According to an advantageous embodiment of the innovation, it is intended that the components of the laser, i.e. the resonator mirror, the laser-active medium with the associated pump system and possibly a Q-switch

l(j '. Cracking rituals are directly on the base plate. This saves the need for an additional optical bench for the laser. The polymer concrete base plate is sufficiently stable to ensure safe, uninterrupted laser operation. However, for this purpose, mounting parts must be cast onto the base plate.

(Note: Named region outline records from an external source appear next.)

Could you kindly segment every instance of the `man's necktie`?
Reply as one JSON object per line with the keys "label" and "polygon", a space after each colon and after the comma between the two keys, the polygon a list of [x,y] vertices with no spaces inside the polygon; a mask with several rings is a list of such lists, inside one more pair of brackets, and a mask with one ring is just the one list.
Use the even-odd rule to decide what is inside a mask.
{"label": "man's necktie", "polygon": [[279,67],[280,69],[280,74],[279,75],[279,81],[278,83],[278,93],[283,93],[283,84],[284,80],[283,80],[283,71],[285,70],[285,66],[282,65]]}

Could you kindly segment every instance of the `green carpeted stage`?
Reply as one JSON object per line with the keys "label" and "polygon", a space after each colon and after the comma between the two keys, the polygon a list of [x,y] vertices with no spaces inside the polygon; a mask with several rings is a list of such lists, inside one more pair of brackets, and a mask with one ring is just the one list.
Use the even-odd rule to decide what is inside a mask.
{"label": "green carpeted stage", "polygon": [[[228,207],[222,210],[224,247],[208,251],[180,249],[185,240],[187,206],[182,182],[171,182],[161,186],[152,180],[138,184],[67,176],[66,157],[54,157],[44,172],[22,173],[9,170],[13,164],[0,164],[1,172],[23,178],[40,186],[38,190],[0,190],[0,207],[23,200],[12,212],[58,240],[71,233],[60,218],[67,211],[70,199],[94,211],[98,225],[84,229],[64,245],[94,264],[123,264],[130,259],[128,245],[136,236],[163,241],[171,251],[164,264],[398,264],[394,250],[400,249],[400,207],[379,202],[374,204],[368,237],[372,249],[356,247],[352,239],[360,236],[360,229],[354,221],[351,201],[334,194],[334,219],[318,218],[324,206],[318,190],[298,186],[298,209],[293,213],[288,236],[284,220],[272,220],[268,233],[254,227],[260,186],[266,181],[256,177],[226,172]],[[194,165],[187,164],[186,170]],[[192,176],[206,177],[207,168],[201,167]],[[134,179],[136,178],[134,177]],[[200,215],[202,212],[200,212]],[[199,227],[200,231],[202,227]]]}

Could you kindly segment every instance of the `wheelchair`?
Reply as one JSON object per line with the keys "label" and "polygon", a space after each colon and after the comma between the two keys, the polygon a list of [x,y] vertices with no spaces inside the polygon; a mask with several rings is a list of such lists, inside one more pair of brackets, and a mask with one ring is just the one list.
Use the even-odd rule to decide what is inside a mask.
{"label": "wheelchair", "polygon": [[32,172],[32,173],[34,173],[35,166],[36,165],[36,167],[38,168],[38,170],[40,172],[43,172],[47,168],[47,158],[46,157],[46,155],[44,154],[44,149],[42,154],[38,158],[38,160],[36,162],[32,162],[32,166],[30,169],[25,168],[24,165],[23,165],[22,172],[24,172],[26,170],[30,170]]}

However, very good results were also achieved with another embodiment in which the components of the laser are arranged on a steel rail that has approximately the same coefficient of thermal expansion as the base plate. By choosing the same coefficient of thermal expansion, it is ensured that no so ^- called "bimetal effect" occurs, ie that the unit consisting of the two plate-shaped parts (steel rail and base plate) bulges when the thermal expansion differs and thus disrupts the adjustment of the laser resonator. In particular, a rail made of Invar (approx. 36% Ni, approx. 64% Fe) has proven to be particularly advantageous.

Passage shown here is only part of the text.